Leitsatz (amtlich)
1. Ein Wohnungseigentümer ist ohne Ermächtigung durch die übrigen Wohnungseigentümer antragsbefugt für einen Unterlassungs- bzw. Beseitigungsanspruch gegen einen Handlungsstörer, der ebenfalls Mitglied der Eigentümergemeinschaft ist, wegen rechtswidriger Eingriffe in Gemeinschaftseigentum nach Invollzugsetzung der Eigentümergemeinschaft.
2. Gehört zum Sondereigentum eines Teileigentums, das nach der Teilungserklärung als Ladengeschäft gewerblich genutzt werden darf, ein Raum, der als "Lager" bezeichnet ist, so verstößt die Nutzung dieses Raumes als zusätzliches selbstständiges Ladengeschäft bei der gebotenen typisierten Betrachtungsweise gegen die vereinbarte Zweckbestimmung in der Teilungserklärung.
Verfahrensgang
LG Darmstadt (Beschluss vom 08.11.2000; Aktenzeichen 19 T 45/1996) |
AG Darmstadt (Aktenzeichen 59-II 30/95) |
Tenor
Die weitere Beschwerde der Antragstellerin und die weitere Beschwerde des Antragsgegners werden zurückgewiesen.
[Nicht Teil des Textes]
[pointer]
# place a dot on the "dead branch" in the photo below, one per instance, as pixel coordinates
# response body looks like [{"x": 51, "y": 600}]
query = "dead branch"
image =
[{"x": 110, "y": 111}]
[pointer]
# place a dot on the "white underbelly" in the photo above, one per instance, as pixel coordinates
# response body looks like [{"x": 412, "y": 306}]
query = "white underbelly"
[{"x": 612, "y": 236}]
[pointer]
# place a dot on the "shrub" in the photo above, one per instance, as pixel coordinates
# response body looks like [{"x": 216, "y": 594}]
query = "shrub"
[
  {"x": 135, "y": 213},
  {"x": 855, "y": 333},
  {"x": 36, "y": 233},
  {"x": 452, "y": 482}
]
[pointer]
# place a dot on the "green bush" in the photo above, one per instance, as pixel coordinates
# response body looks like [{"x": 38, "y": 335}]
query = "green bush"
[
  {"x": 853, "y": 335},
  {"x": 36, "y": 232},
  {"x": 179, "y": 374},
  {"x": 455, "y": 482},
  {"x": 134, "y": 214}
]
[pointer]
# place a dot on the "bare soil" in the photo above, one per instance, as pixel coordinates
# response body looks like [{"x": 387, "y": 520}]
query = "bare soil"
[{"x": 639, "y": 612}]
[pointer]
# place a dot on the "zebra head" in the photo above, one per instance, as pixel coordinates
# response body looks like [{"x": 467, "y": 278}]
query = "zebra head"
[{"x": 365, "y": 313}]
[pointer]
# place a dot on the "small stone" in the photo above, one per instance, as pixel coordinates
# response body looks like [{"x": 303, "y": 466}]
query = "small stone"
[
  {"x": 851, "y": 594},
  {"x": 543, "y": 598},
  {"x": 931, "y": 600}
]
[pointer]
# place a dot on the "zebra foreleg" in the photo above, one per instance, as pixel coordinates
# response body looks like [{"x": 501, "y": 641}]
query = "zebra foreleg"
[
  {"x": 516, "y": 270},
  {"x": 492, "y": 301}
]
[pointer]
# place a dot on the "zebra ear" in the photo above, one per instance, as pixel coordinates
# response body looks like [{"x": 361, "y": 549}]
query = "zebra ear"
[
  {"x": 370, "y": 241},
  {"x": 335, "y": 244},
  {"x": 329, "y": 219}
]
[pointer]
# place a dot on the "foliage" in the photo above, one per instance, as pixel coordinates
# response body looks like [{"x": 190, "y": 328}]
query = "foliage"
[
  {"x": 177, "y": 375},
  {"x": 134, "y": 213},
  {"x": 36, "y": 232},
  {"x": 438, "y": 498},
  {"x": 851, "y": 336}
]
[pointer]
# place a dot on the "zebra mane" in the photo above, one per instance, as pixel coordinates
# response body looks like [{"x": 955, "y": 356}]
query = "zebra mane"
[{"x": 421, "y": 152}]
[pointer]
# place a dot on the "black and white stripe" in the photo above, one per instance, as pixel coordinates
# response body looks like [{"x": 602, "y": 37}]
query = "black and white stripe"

Von den Gerichtskosten des Verfahrens der weiteren Beschwerde trägt die Antragstellerin 15 %, der Antragsgegner trägt 85 %. Außergerichtliche Kosten werden nicht erstattet.
Wert des Verfahrens der weiteren Beschwerde: 64.000 DM = 32.722,68 Euro.
Gründe
Die Antragstellerin und der Antragsgegner bilden zusammen mit drei weiteren Eigentümern die Wohnungseigentümergemeinschaft ... in O1-O2. Die Antragstellerin und der Antragsgegner streiten um den Rückbau von baulichen Veränderungen im Untergeschoss der betroffenen Liegenschaft, die von dem der Teilungserklärung zu Grunde liegenden Aufteilungsplan abweichen, die Entfernung der Überdachung der Stellplätze sowie die Untersagung der gewerblichen Nutzung der beiden Lagerräume im Untergeschoss als Ladengeschäft durch den Antragsgegner.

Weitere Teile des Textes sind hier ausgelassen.